If you don’t know much about the Dalai Lama, 10 Questions for the Dalai Lama is a reasonably good introduction. If you have read a couple of his books or a biography, this documentary will seem mundane, and you’ll have to pick out what gems you can. One point was particularly valuable for me. While I’d long known the outrage over the Chinese invasion of Tibet, I never got too excited about it myself, but the documentary’s low-key talk of a million Tibetans killed hit home. Then when the exiled Dalai Lama appointed a Tibetan boy to be somewhat like his successor, the boy and his family disappeared, presumably moved and under house arrest by the Chinese. When there is talk of “cultural genocide,” I have a better appreciation of what it means.
That said, the ten questions film-maker Rick Ray poses to the Dalai Lama in the second half of the documentary are pedestrian. How can you remain non-violent in the face of violence? I predicted the Dalai Lama would say you occasionally have to defend yourself in order to live to fight non-violently another day, and he does. What is the solution for religious conflict such as in the Middle East? I thought the Dalai Lama would say something about the individual rather than the state, and he recommends Moslems and Jews get to know each other on a personal level before more formal negotiations. And so on. 10 Questions may have been more interesting if Rick Ray had shown us the intimidating process he went through to select his questions. After all, he is given just 45 minutes, warned that the Dalai Lama will cut the interview short if the questions and the questioner are not coming from the heart, and aware that he is opening up in front of one of the world’s great spiritual leaders. What ten questions would you ask?! The film would have been stronger if it had forced us to consider that question.

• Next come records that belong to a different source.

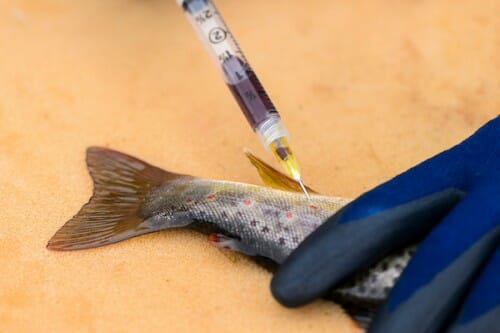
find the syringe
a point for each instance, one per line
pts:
(242, 81)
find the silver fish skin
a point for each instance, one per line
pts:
(264, 222)
(132, 198)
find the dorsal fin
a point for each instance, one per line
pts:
(272, 177)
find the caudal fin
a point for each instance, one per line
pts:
(121, 183)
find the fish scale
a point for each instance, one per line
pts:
(262, 227)
(132, 197)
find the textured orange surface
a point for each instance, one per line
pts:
(366, 88)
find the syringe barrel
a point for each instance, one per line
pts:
(235, 69)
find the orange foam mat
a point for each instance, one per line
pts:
(366, 88)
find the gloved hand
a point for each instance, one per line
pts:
(453, 280)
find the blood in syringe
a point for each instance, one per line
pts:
(248, 91)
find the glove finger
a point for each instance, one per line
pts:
(435, 281)
(481, 311)
(336, 251)
(448, 169)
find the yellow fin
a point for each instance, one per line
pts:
(272, 177)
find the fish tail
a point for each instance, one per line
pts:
(121, 183)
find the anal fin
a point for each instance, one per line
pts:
(225, 242)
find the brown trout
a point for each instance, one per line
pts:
(132, 197)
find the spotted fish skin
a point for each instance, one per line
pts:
(270, 222)
(132, 197)
(266, 222)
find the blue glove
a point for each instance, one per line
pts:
(453, 280)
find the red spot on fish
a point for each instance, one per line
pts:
(213, 238)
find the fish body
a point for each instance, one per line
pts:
(132, 198)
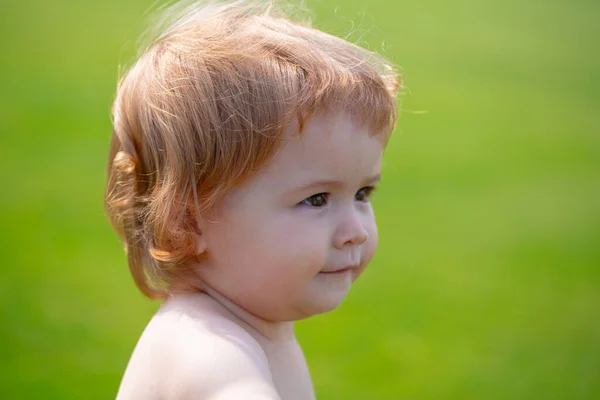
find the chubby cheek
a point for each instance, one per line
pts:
(369, 247)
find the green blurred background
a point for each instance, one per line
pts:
(486, 284)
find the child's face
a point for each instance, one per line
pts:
(273, 242)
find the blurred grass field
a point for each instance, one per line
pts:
(486, 284)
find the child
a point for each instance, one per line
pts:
(244, 152)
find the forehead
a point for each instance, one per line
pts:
(331, 146)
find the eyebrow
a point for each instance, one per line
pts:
(333, 183)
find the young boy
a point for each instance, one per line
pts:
(244, 152)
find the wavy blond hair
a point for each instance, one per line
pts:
(204, 106)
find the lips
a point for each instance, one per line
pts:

The film may also have been more interesting if writer/director Ray had decided to ask one question and nine follow-up questions. For example: Q. How can you remain non-violent in the face of violence? A. Sometimes you have to defend yourself in order to survive to fight non-violently another day. Q. When you do remain non-violent, how do you get the strength to do so? A. [Dalai Lama’s answer.] Q. How do you decide when to “defend yourself”? A. [Dalai Lama’s answer.] Q. You mentioned that non-violence is inherently a better approach, but why is it better? A. [Dalai Lama’s answer.] And so on. Exploring one topic in depth would probably have produced a more interesting film for viewers who know something of Buddhism and the Dalai Lama, and it may even have created a more interesting experience for novitiates because the specific is often more engrossing than the general.